Contributor to Vault

When Ursem pointed out this vault issue Med-Data, they reached out to GitHub about getting logs for the vault and to discuss removal of code from the vault (depending on what the logs might show). We do not know what transpired after that, although there had been some muttering that Med-Data might sue GitHub to get the logs.

Did GitHub provide the logs? If so, what did they show? Is anyone’s PHI in GitHub’s Arctic Code Vault? And if so, what happens? Will GitHub remove it? Or will they claim they are immune from suit in the U.S. under Section 230 (if it still exists by then)? Or will code just be left there for researchers to explore in 1,000 years so they can wade through the personal and protected health information or other sensitive information of people who trusted others to protect their privacy?

Question to GitHub

In November, 2020, Ursem posed the question to GitHub on Twitter. They never replied.

We hope that GitHub cooperated with Med-Data, but we raise the issue here because we will bet you that many developers and firms have never even considered what might happen that could go so very wrong. This might be a good time to review our recommendations in “No Need to Hack When It’s Leaking,”

This article was written in collaboration with Jelle Ursem. You can contact him @SchizoDuckie on Twitter or via email to jelle[at]esctunes.com.

Update 8:01 pm: Post-publication, we found that King’s Daughters and SCL Health had also posted notices on the Med-Data breach. We know that there are other entities that should be disclosing, so this will be updated when we find their notices.

Update April 6: University Health in Texas and Paris Regional Medical Center in Texas have posted notices. There are more to come….

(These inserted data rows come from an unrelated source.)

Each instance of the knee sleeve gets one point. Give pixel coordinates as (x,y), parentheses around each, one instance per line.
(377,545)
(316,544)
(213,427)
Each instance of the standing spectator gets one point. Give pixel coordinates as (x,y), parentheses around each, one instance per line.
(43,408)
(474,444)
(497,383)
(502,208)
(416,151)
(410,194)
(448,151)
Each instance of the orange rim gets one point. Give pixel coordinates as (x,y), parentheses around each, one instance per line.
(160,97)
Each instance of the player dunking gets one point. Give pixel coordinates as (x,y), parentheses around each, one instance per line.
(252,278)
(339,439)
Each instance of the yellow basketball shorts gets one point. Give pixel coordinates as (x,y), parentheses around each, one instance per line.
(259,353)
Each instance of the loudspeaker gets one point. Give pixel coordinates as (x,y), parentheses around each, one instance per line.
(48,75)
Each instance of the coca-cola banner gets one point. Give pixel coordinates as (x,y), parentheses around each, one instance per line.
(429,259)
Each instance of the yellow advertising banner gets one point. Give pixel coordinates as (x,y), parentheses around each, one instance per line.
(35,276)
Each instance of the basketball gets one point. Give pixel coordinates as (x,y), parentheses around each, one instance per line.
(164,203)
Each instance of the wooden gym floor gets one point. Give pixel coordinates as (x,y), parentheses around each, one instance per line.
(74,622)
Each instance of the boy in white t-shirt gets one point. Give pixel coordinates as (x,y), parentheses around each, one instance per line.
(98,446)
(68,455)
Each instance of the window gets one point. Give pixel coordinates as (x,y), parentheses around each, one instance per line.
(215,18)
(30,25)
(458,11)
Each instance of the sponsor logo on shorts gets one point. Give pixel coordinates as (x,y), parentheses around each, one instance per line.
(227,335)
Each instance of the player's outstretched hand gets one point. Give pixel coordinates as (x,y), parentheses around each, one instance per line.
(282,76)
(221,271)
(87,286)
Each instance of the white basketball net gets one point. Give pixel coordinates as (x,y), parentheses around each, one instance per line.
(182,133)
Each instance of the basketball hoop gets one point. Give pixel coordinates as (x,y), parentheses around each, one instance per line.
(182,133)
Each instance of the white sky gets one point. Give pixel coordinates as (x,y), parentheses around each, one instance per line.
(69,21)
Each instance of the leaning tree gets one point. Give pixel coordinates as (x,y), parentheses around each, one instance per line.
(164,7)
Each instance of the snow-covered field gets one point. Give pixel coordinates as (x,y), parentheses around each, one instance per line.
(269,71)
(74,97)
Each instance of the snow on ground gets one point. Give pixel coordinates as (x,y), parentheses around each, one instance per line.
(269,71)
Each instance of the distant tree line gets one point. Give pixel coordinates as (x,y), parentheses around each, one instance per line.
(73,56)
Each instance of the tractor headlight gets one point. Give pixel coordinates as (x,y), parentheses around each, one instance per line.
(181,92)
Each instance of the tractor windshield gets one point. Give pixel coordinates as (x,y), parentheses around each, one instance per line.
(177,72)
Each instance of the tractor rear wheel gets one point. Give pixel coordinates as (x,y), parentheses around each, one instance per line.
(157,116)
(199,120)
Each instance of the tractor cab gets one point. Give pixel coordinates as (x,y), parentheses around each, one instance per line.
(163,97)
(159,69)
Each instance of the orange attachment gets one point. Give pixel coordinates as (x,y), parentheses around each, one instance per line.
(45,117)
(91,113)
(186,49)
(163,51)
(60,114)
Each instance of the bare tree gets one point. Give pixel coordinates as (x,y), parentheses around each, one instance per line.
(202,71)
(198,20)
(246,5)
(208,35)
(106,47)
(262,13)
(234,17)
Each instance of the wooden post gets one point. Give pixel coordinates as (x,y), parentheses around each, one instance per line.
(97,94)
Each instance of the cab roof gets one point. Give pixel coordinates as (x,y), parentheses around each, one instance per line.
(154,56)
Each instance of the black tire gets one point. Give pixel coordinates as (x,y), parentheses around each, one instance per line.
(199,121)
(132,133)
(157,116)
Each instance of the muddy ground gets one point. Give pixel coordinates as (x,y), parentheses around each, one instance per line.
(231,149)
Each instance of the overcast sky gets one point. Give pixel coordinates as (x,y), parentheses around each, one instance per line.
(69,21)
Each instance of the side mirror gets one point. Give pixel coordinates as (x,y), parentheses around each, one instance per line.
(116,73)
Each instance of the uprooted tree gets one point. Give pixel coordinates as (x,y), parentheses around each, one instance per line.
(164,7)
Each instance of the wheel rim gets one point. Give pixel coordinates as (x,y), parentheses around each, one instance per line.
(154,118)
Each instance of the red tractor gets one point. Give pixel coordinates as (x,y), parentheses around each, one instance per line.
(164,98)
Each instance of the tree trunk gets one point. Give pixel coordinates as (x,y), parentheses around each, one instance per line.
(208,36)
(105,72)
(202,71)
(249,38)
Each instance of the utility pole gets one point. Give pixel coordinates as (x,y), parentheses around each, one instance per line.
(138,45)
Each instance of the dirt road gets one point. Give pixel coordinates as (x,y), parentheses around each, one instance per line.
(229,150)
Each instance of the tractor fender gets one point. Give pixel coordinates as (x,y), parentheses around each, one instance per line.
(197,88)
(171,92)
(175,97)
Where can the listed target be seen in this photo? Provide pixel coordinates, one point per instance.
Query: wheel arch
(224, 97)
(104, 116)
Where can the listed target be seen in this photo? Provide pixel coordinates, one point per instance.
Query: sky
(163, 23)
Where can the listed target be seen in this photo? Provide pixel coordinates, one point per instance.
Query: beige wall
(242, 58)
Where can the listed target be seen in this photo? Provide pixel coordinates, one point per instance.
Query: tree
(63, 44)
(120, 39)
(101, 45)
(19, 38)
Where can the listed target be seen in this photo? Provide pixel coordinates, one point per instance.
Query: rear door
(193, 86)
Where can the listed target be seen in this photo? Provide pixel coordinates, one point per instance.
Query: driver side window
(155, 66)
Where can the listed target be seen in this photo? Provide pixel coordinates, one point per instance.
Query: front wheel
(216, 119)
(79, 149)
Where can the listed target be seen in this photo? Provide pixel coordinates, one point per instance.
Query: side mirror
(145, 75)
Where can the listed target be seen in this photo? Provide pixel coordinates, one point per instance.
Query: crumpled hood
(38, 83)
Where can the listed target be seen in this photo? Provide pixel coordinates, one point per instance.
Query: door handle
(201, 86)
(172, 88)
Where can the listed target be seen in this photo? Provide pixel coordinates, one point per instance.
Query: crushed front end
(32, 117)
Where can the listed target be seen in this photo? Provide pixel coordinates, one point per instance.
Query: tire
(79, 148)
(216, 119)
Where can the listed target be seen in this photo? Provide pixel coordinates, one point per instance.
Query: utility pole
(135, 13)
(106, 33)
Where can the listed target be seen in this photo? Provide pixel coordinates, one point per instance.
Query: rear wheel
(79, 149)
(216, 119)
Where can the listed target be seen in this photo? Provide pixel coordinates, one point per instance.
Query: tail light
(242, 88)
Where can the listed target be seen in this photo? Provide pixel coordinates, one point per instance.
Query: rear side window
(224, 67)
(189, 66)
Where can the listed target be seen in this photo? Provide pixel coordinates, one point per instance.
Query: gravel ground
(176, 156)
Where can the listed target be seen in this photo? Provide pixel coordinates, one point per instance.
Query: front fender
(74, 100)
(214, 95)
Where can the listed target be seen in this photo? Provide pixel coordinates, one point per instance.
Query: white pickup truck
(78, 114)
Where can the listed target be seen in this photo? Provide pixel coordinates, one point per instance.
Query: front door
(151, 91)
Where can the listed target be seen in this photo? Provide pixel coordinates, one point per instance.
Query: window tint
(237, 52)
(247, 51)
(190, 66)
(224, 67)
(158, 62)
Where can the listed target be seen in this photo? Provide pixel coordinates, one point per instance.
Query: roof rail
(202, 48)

Update April 7: PeaceHealth Sacred Heart Medical Center
at RiverBend and AdventHealth Shawnee Mission have posted links to Med-Data’s notice on their own sites.

Update April 10: Hospital Sisters Health System impacting:

HSHS St. Joseph’s Hospital, Chippewa Falls,
St. Joseph’s Home Health & Hospice,
HSHS Sacred Heart Hospital, Eau Claire,
HSHS St. Anthony’s Memorial Hospital, Effingham,
HSHS St. Elizabeth’s Hospital, O’Fallon,
HSHS St. John’s Hospital, Springfield,
HSHS St. Mary’s Hospital, Decatur

Update April 10: Watertown Regional Medical Center

Update April 13: Fort Healthcare for Health (Fort Memorial Hospital). [Reminder: these are the dates we find the notification, and not necessarily the date they were first posted.]

Update April 16: This incident was reported to HHS by Med-Data on April 1 as impacting 135,908 patients.

Update June 29: While investigating another incident, we noticed that University Medical Center of Southern Nevada had posted an incident notice linking to Med-Data’s announcement.